Lead exposure and low birth weigh. The data set is numbers of low birth weight births (< 2,500 g regardless of gestational age) and numbers of children with high levels of lead (10 or more micrograms of lead in a deciliter of blood) measured from their blood. Data used for 42 cities and towns of Rhode Island, United States of America (data at end of this page, scroll or click here to access the data).

A scatterplot of number of children with high lead is shown below (Fig 3).

plot birth weight by lead exposure

Figure 3. Scatterplot birth weight by lead exposure.

The product moment correlation was r = 0.961, t = 21.862, df = 40, p < 2.2e-16. So, at first blush looking at the scatterplot and the correlation coefficient, we conclude that there is a significant relationship between lead and low birth weight, right?

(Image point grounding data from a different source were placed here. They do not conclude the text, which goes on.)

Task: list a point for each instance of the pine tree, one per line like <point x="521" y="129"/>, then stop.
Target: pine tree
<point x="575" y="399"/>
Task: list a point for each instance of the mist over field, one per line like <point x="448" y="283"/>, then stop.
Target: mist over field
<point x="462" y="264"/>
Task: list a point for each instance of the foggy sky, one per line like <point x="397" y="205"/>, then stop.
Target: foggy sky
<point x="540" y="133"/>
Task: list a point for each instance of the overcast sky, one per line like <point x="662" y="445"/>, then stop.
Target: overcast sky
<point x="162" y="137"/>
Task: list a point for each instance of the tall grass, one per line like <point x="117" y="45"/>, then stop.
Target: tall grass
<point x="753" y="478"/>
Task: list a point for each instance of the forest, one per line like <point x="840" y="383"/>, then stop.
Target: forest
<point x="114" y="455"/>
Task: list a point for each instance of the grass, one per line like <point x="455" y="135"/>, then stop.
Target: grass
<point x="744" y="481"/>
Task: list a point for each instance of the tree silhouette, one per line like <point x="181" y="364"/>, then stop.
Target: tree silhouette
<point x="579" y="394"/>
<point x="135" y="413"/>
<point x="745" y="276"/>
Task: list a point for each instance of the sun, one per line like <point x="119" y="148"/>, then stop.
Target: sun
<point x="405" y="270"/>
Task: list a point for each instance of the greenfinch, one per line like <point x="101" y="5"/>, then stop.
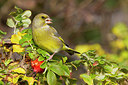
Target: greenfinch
<point x="46" y="37"/>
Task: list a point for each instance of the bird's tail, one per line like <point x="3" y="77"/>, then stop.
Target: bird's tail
<point x="71" y="51"/>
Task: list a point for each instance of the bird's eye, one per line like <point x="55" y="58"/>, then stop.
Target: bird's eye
<point x="42" y="17"/>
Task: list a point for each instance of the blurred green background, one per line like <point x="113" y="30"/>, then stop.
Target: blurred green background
<point x="83" y="24"/>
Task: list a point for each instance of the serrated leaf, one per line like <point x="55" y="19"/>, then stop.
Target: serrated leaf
<point x="87" y="79"/>
<point x="51" y="78"/>
<point x="27" y="13"/>
<point x="19" y="70"/>
<point x="10" y="23"/>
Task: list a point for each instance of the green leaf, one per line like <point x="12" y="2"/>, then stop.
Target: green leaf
<point x="31" y="55"/>
<point x="26" y="21"/>
<point x="25" y="25"/>
<point x="27" y="13"/>
<point x="43" y="53"/>
<point x="87" y="79"/>
<point x="114" y="70"/>
<point x="7" y="62"/>
<point x="25" y="44"/>
<point x="57" y="69"/>
<point x="1" y="82"/>
<point x="13" y="14"/>
<point x="19" y="70"/>
<point x="19" y="10"/>
<point x="64" y="59"/>
<point x="3" y="33"/>
<point x="27" y="37"/>
<point x="10" y="23"/>
<point x="41" y="58"/>
<point x="24" y="31"/>
<point x="108" y="68"/>
<point x="51" y="78"/>
<point x="66" y="70"/>
<point x="43" y="65"/>
<point x="18" y="17"/>
<point x="28" y="48"/>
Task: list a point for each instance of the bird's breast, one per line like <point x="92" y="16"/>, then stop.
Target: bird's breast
<point x="46" y="40"/>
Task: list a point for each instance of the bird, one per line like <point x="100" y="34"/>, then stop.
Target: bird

However, by the description of the data you should note that counts were reported, not rates (e.g., per 100,000 people). Clearly, population size varies among the cities and towns of Rhode Island. West Greenwich had 5085 people whereas Providence had 173,618. We should suspect that there is also a positive correlation between number of children born with low birth weight and numbers of children with high levels of lead. Indeed there are.

Correlation between Low Birth Weight and Population, r = 0.982

Correlation between High Lead levels and Population, r = 0.891

The question becomes, after removing the covariation with population size is there a linear association between high lead and low birth weight? One option is to calculate the partial correlation. To get partial correlations in Rcmdr, select

Statistics → Summaries → Correlation matrix

then select “partial” and select all three variables (Ctrl key) (Fig. 4)

Rcmdr partial correlation

Figure 4. Screenshot Rcmdr partial correlation menu

Results are shown below.

partial.cor(leadBirthWeight[,c("HiLead","LowBirthWeight","Population")], tests=TRUE, use="complete")

Partial correlations:
                 HiLead LowBirthWeight Population
HiLead          0.00000        0.99181   -0.97804
LowBirthWeight  0.99181        0.00000    0.99616
Population     -0.97804        0.99616    0.00000

Thus, after removing the covariation we conclude there is indeed a strong correlation between lead and low birth weights.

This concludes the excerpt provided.